Tore Blystad:HD Trilogy è una raccolta, e così come i titoli della serie sono vari e sfaccettati, anche il pacchetto lo sarà. Se qualcuno oggi vedesse Prometheus, e -senza conoscere i vecchi lungometraggi- corresse a prendere la “quadrilogia” di Alien, sarebbe ugualmente sorpreso.

Everyeye.it: Perchè non avete optato per una quadrilogia, inserendo anche il primo Hitman? Era troppo complesso adattarlo tecnicamente agli standard attuali?
Tore Blystad:Il nostro scopo è sempre stato quello di proporre una trilogia, presentando ciò che di meglio la serie aveva da offrire. In Codename 47 molte delle caratteristiche distintive della saga non sono ancora presenti, dal momento che sono state introdotte con Silent Assassin.
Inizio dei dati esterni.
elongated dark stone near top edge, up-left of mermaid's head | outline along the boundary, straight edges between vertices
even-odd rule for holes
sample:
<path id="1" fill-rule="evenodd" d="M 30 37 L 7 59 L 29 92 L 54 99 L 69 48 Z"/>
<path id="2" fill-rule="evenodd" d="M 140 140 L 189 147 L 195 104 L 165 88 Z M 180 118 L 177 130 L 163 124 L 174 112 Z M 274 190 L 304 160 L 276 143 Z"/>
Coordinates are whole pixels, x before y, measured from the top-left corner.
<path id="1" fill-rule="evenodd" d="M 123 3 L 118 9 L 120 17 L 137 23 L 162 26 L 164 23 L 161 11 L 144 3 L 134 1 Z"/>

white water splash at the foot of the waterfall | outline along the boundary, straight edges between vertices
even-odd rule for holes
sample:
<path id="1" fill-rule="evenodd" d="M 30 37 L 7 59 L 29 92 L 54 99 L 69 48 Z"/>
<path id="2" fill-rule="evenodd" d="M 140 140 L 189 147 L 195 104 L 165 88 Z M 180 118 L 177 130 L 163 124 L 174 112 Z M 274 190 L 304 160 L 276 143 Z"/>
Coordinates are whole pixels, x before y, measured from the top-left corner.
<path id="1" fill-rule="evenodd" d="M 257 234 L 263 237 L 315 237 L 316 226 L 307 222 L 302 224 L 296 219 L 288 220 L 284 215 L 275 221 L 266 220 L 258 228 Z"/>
Per questo abbiamo escluso il primo episodio.

Everyeye.it: Hai visto il film di Hitman? Che ne pensi? C'è qualcosa che avresti cambiato? E soprattutto: pensi che sia adeguato l'attore che interpreta 47?
Tore Blystad:L'abbiamo visto, e siamo veramente fieri che un titolo sviluppato nella piccola Danimarca sia stato accolto a Hollywood. É stato un grande successo e abbiamo conquistato molto fan dopo l'uscita del film. Molti giocatori che si sono avvicinati alla saga con Absolution non sapevano ad esempio dell'esistenza di altri videogiochi.
Abbiamo dato qualche feedback e qualche input creativo, nel processo di produzione del film. Ma sostanzialmente, se vuoi che Hollywood lavori sul tuo prodotto, devi lasciarglielo fare con le sue regole: loro devono necessariamente operare modifiche che ritengono necessarie per il trasporto dell'idea in un contesto filmico.
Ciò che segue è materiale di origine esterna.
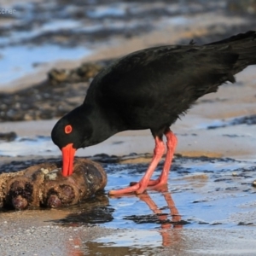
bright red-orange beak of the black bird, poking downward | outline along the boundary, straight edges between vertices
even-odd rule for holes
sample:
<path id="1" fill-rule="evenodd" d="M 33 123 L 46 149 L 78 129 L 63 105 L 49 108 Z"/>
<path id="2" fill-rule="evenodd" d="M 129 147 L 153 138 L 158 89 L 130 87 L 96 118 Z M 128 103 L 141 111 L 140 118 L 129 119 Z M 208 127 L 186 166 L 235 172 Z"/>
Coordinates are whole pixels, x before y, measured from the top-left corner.
<path id="1" fill-rule="evenodd" d="M 62 175 L 69 176 L 73 173 L 73 158 L 76 148 L 73 148 L 73 143 L 67 144 L 66 147 L 61 148 L 62 152 Z"/>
Everyeye.it: Qual è il titolo della trilogia che personalmente preferisci?
Tore Blystad:Direi Hitman: Blood Money.

Everyeye.it: C'è sempre stata una solida connessione fra la storia di 47 e la mitologia cristiana (addirittura il nostro Killer è morto e risorto). Ho sempre pensato che questo aspetto aggiungesse qualcosa di speciale alla saga, sottolineando il fatto che i confini morali sono molto sottili, e che 47 ha una moralità molto particolare. Nell'industria moderna ci sono pochi titoli che esplorano così coraggiosamente allegorie di questo tipo. Siete fieri di questo tratto unico della saga?
Tore Blystad:I rimandi religiosi sono molto importanti per la saga di Hitman, anche se è sempre stato difficile puntualizzare il perchè. L'agente 47 non ha una sua precisa moralità, semplicemente esegue il lavoro che gli viene assegnato. Non prova piacere nel compiere il suo lavoro, vuole solo svolgerlo in modo professionale. Con Absolution abbiamo voluto analizzare più nel dettaglio quello che è l'aspetto “mitico” di 47, inquadrandolo dal punto di vista di diversi testimoni che hanno avuto a che fare con lui. Quasi come fosse una leggenda metropolitana.
Il fatto poi che ci siano dei legami religiosi ha reso il personaggio un po' speciale, come un “cavaliere oscuro” (Dark Rider in originale): siamo molto fieri di avere un protagonista così iconico.